One of the strongest signals identified was close to the ABO gene (smallest psel; Table S2), which encodes the ABO blood group system. We found that alleles tagging the A and B blood groups53 are candidates for positive selection (psel < 0.01; Table S3), suggesting that the frequency of individuals with the A, AB, and, particularly, B groups has increased through positive selection over the last few millennia. The A and B groups have been shown to confer limited protection (OR > 0.94) against childhood ear infections54,55 and mild susceptibility (OR < 1.13) to malaria and coronavirus disease 2019 (COVID-19),53,56 consistent with the action of balancing selection.57 Our analyses indicate that the bulk of recent genetic adaptation in Europe has primarily concerned genes involved in the host response to infection, suggesting that pathogens have imposed strong selective pressures over the last few millennia.

Genetic adaptation has occurred principally since the Neolithic period

We then explored the time at which positive selection began at the 89 candidate loci by determining whether selection occurred before or after the start of the Bronze Age (Figure S1C). For more than 80% of loci, selection was estimated to have begun after the beginning of the Bronze Age (<4,500 ya) (Figures 1B–1D). Indeed, the distribution of T estimates for the top 89 variants was not consistent with a uniform distribution across time (p = 1.3 × 10−4), with a time of selection onset more recent than expected (Tmean = 3,327 ya; Figure S3A; Table S2). This result cannot be explained by differences in detection power because our approach has a higher power for variants with selection beginning at earlier periods (Figures S2B and S2C). Using 100 distributions of T estimates obtained from 89 simulated variants drawn with uniform durations of selection and matched for allele frequency and selection intensity, we also checked that the distributions were not skewed toward T estimates postdating the beginning of the Bronze Age (padj > 0.05 for all 100 distributions; Figure S3A), suggesting no methodological bias because of the nature of the data used. Furthermore, the excess of signals of positive selection detected after the Bronze Age is not due to reduced power to detect short-lived events of selection starting in the Neolithic period (e.g., epidemics caused by extinct pathogens), and the top 89 variants present frequency trajectories consistent with their estimated selection onsets (Figures S3B–S3D). Finally, given that the ancient and modern DNA datasets were processed differently, batch effects could have resulted in a sudden change in allele frequency in the last epoch and, therefore, a bias of T toward more recent times. However, when estimating T for aDNA only, we again obtained a significantly larger fraction of estimates <4,500 ya (n = 67/89; p < 10−3; Figure S3E). Together, these analyses support a scenario in which most of the detected positive selection events have occurred since the Neolithic period.
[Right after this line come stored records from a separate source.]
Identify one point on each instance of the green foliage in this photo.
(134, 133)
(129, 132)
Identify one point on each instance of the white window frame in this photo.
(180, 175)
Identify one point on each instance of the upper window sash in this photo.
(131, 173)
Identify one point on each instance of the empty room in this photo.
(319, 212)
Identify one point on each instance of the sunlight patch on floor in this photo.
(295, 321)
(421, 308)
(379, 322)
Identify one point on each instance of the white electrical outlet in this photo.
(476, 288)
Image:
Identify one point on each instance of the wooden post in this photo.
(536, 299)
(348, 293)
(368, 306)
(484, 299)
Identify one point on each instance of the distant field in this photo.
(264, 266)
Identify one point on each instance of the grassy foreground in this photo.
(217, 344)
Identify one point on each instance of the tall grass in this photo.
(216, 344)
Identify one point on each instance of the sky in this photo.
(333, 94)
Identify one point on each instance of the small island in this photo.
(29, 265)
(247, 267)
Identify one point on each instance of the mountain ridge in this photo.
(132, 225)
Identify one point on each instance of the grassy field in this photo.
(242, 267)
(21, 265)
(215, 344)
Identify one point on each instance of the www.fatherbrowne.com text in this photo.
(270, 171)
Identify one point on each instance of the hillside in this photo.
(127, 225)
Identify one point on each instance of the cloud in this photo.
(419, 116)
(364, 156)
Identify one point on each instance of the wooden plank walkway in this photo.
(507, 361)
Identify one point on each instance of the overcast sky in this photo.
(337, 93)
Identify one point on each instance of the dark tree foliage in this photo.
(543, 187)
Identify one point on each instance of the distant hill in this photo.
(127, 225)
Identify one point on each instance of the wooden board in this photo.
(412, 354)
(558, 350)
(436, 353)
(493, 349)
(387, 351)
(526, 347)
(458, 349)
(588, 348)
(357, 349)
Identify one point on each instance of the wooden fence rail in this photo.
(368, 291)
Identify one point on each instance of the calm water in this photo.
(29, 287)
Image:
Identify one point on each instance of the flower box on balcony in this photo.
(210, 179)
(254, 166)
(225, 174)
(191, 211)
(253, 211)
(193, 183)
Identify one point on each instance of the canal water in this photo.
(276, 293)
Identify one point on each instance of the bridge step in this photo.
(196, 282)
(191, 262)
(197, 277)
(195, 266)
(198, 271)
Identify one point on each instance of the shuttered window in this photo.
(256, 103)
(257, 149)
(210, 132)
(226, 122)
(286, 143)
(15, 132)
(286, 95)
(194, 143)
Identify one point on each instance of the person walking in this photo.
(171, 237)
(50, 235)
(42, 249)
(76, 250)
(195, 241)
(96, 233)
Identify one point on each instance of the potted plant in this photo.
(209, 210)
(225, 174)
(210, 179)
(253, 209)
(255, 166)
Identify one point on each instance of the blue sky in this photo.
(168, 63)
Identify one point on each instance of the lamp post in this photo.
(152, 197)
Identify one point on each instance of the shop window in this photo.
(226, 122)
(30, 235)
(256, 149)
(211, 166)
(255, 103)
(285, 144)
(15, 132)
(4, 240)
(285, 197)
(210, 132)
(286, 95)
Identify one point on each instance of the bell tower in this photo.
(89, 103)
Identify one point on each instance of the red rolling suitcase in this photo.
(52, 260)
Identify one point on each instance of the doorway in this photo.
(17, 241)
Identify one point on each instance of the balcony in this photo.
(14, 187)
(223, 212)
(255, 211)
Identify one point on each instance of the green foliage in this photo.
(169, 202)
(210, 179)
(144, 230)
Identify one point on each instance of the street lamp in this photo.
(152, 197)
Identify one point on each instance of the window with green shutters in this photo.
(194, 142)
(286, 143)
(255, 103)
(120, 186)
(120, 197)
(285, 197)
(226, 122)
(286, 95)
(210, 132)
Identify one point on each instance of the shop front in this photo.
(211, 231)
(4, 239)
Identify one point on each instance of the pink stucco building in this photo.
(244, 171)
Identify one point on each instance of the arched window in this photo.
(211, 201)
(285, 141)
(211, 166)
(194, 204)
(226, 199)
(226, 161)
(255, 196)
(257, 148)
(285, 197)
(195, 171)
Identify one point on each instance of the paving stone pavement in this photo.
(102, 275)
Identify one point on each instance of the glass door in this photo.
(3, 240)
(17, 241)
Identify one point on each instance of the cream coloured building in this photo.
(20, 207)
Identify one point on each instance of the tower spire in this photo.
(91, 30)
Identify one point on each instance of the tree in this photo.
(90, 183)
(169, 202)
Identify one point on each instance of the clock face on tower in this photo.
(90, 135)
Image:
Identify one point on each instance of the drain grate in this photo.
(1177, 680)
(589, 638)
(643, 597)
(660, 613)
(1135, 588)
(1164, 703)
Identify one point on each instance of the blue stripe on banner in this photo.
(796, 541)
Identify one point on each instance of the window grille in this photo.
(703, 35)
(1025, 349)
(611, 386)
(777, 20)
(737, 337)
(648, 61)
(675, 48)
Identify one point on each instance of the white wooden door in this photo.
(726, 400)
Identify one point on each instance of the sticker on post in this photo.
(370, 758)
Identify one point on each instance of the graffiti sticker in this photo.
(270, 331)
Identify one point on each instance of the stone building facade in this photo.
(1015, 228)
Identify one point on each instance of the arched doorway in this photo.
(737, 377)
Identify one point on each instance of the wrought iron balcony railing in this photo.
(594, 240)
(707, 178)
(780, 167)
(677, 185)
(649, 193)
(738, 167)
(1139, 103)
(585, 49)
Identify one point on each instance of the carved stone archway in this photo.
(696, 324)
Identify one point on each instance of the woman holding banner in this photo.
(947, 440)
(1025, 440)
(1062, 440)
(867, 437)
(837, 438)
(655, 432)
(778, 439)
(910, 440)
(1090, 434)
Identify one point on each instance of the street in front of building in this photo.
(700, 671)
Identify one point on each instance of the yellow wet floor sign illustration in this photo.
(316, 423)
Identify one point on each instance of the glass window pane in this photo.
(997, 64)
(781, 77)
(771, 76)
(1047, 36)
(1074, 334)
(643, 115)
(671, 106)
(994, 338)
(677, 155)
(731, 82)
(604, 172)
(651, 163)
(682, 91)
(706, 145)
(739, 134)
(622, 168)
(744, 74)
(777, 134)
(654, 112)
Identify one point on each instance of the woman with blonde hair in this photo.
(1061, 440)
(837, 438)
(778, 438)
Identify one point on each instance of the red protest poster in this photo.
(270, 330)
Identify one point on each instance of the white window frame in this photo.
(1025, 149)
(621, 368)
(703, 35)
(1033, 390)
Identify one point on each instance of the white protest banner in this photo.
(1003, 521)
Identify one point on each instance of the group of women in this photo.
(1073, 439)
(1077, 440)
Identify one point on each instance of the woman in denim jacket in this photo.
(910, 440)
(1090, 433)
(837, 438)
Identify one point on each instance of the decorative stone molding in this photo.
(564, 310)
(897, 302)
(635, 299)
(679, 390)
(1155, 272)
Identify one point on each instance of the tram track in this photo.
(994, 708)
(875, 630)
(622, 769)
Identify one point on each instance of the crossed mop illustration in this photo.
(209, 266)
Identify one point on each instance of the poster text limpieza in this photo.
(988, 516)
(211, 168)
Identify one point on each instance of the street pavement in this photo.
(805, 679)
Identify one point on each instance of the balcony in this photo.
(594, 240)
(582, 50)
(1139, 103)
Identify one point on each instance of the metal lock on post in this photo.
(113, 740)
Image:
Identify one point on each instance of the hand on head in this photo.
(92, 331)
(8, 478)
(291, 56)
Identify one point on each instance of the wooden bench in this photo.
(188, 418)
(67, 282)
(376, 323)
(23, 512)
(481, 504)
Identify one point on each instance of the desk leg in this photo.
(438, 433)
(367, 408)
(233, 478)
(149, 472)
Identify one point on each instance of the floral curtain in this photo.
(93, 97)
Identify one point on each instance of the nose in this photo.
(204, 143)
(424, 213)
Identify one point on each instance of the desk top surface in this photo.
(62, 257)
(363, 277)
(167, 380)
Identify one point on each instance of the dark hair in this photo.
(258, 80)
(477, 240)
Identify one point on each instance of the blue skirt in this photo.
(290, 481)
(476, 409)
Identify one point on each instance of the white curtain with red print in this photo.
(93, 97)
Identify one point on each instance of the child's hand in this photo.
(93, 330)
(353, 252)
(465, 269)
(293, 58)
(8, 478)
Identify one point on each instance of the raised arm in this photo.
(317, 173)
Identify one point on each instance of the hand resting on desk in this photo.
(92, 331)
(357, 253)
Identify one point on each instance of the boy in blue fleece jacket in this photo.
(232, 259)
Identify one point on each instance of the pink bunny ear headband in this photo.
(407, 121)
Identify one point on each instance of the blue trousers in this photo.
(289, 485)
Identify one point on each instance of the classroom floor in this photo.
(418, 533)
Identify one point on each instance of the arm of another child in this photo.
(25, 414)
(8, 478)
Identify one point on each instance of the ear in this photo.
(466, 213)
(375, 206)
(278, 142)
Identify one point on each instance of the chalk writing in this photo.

We next reasoned that the arrival of populations from the Pontic-Caspian region ∼4,500 ya may have brought beneficial variants that continued to be subject to positive selection in the resulting admixed population, a process known as adaptive admixture.58,59 In this case, we would expect to see a positive correlation between Pontic Steppe ancestry and the probability of carrying positively selected alleles. However, no significant differences were observed between positively selected alleles and matched controls (padj > 0.05 for all matched samples; STAR Methods), and no systematic bias was observed in the ancestry of simulated and observed aDNA samples (Figure S4A). Our results therefore rule out adaptive admixture as the main driver of positive selection in post-Neolithic Europe, instead suggesting that there has been selection on standing variation; most of the alleles that became beneficial after the Bronze Age were already present in Neolithic Europe (Figure S4B).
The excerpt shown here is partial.